The Appellant’s letter further detailed how these services provided by the FPSO were of a technical nature, namely that the FPSO [Liza] Destiny is a technologically cutting-edge purpose built facility that performs highly specialised and technical processes for the Appellant.
The Appellant’s letter also indicated that if the Respondent would not recognise the categorisation of the payments to the Appellant as technical fees, they would then be amenable to classifying the payments as “other income” under Article 23 of the Convention.
GRA subsequently replied to the Appellant by a letter dated May 11, 2022, which contended, inter alia, that the payments the letter characterized as rental(s) of the FPSO did not constitute services of a technical nature.
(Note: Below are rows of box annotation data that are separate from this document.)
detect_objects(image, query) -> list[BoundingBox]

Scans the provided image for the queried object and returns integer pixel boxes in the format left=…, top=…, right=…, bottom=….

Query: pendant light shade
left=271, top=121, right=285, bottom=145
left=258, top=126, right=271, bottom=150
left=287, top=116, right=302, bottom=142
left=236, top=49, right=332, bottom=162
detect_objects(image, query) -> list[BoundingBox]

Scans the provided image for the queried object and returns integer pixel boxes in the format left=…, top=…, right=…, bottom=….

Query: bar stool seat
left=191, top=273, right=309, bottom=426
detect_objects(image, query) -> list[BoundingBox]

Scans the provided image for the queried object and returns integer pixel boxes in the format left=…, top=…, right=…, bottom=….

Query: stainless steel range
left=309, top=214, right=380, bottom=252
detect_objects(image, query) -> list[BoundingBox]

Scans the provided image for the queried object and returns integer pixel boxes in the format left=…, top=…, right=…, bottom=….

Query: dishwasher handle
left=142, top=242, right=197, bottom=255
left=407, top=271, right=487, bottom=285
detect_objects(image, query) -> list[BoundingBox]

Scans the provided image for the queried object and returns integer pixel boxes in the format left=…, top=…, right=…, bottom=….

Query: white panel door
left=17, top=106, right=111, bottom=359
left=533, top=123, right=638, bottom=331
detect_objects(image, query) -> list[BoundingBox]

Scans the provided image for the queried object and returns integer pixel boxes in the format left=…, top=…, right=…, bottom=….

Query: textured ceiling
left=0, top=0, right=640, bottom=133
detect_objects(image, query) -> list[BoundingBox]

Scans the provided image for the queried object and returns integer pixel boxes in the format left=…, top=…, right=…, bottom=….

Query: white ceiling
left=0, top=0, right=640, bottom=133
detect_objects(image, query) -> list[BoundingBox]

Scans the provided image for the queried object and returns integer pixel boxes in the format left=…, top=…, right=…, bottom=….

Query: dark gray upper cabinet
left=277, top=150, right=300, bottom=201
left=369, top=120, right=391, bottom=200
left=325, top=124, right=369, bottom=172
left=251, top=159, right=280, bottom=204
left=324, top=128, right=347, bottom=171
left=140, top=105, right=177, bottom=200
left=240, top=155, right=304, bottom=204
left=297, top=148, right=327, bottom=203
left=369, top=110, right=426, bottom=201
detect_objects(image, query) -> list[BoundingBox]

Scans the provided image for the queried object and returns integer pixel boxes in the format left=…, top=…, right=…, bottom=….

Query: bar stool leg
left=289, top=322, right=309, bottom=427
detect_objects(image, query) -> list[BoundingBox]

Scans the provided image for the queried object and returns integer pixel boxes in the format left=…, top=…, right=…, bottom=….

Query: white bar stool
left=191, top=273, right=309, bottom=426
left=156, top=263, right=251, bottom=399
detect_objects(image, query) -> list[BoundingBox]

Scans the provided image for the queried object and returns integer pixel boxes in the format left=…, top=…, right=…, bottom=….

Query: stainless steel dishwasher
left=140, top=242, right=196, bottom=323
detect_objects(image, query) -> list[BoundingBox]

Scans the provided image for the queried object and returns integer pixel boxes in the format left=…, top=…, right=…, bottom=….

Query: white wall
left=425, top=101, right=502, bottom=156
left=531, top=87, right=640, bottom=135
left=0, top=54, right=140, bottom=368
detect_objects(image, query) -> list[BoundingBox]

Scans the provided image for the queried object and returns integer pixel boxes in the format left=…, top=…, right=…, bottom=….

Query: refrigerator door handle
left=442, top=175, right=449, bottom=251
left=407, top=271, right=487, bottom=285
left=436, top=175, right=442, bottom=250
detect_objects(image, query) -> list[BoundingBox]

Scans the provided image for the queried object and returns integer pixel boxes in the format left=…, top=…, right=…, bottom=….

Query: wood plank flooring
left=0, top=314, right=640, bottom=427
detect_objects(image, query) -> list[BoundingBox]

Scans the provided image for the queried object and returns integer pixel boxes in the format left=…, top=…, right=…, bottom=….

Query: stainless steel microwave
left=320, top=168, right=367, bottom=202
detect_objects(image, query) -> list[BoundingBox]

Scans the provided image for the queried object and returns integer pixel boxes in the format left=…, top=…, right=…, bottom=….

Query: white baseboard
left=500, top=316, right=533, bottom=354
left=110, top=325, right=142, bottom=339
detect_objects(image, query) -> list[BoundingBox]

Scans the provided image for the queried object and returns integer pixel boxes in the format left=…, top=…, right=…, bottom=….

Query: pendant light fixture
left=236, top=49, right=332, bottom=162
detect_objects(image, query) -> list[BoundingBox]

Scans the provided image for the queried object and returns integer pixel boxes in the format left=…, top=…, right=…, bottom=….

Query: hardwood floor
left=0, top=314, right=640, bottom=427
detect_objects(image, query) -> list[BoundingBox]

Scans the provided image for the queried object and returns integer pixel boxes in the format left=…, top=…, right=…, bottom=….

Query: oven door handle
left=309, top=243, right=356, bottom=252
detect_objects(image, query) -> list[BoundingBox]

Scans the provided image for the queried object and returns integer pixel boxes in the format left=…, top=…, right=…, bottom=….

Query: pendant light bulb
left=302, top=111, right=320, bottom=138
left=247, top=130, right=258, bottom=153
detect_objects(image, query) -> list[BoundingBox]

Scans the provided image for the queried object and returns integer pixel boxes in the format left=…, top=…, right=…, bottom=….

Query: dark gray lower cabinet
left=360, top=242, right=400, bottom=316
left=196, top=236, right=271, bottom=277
The letter further contended that Article 23 of the Convention only applied to income which is beneficially owned by the resident of the other Contracting State, and that the Respondent’s investigations had revealed that GDWUL was not the beneficial owner of the income paid to it by the Appellant.
The Respondent’s letter further informed the Appellant that if EEPGL wished to object to this and to request a review of its position, it may do so within 15 (fifteen) days of the date of the letter, in accordance with section 78 of the Act; that is, by the May 26, 2022.
EEPGL has since exercised its right to appeal in the High Court.